Secure collaboration between internal and external teams is essential for project success, but using free or cheap tools can lead to security failings.
For example, the popular collaboration tool Slack was hacked in February 2015, when 500,000 email addresses and other personal data were leaked.
I would suggest carefully creating your own secure collaborative system, as long as it matches the user friendliness your team is used to. Your employees will then commit to using the new collaborative tool, rather than preferring to shortcut to low-security alternatives.
Ensure the system easily integrates with your existing IT processes and infrastructure, such as content management systems, mobile device management and digital rights management systems. This safeguards your security controls and guarantees they are consistently applied across all your IT services.
A system that easily integrates with your business software will prevent duplication of time and data. Make sure your system has robust search and analytical capabilities to allow drill-down into your business information, to find a file or a document.

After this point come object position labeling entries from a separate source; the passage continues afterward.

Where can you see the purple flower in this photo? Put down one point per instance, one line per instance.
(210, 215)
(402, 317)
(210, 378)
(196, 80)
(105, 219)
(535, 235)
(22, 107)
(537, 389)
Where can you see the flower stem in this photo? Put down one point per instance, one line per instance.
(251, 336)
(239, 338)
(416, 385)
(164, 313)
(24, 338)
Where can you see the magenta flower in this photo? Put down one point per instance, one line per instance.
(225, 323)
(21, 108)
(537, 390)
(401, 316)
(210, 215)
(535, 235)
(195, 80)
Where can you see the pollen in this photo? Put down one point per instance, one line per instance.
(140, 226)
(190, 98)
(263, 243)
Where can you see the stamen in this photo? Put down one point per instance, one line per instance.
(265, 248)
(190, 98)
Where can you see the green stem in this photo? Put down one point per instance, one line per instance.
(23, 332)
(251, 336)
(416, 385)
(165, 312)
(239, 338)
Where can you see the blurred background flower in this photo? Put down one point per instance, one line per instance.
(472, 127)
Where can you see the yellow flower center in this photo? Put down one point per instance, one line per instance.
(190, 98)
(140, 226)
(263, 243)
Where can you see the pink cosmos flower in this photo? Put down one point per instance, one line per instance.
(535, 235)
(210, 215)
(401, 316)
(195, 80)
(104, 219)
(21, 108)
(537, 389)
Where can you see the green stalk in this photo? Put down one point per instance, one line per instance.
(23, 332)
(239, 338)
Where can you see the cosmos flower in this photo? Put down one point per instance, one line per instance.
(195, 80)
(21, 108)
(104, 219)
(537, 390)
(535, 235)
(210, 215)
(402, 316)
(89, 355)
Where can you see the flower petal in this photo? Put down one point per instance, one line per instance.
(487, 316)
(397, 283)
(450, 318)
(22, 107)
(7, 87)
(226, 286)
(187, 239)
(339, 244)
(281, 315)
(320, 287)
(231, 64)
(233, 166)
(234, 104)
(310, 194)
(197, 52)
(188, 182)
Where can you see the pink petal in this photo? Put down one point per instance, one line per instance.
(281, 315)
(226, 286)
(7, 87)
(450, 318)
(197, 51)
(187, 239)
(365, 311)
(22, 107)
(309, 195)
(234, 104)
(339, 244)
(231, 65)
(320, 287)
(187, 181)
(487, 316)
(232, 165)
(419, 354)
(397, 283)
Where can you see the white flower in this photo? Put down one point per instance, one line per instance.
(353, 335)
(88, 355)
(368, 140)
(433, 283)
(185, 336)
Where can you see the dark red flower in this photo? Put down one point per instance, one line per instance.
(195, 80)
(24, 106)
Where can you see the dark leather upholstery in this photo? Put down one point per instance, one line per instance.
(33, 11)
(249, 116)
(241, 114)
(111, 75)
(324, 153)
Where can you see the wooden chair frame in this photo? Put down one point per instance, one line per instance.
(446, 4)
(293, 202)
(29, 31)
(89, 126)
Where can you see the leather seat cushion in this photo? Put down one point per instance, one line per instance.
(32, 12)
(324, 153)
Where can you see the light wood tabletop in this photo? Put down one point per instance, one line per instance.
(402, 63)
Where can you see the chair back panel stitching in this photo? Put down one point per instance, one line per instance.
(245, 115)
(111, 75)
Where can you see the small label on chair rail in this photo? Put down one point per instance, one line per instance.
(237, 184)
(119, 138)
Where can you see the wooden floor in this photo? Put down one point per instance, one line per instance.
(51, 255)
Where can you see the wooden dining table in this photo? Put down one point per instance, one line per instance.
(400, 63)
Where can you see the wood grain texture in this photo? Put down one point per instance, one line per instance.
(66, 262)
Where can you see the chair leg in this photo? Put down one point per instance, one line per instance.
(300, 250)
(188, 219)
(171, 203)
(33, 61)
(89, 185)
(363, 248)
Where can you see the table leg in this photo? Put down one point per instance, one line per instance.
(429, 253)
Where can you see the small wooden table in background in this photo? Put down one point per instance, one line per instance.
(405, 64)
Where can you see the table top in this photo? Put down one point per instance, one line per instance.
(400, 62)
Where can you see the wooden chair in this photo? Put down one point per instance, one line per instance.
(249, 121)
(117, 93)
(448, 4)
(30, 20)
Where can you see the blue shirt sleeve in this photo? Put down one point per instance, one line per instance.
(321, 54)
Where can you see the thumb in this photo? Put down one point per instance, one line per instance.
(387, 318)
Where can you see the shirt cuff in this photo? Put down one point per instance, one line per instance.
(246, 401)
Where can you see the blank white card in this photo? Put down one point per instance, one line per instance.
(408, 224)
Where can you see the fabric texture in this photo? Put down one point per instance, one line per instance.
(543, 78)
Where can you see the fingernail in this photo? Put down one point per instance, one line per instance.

It goes almost without saying that employees have to comply with company policy on the appropriate use and protection of computing devices and networks. As ever, employee communication and training about the security risks involved are also very important aspects of enforcing this policy.
Creating a great secure collaborative platform takes a lot of time and effort, and much can be written about the correct steps to take. It is important to stop your employees from signing up to free or low-cost individual file-sharing accounts, which could mean your company is exposed to significant compliance risks. Otherwise you will not have any visibility or control over the information being accessed and it is impossible to know just how exposed your company is to a data breach.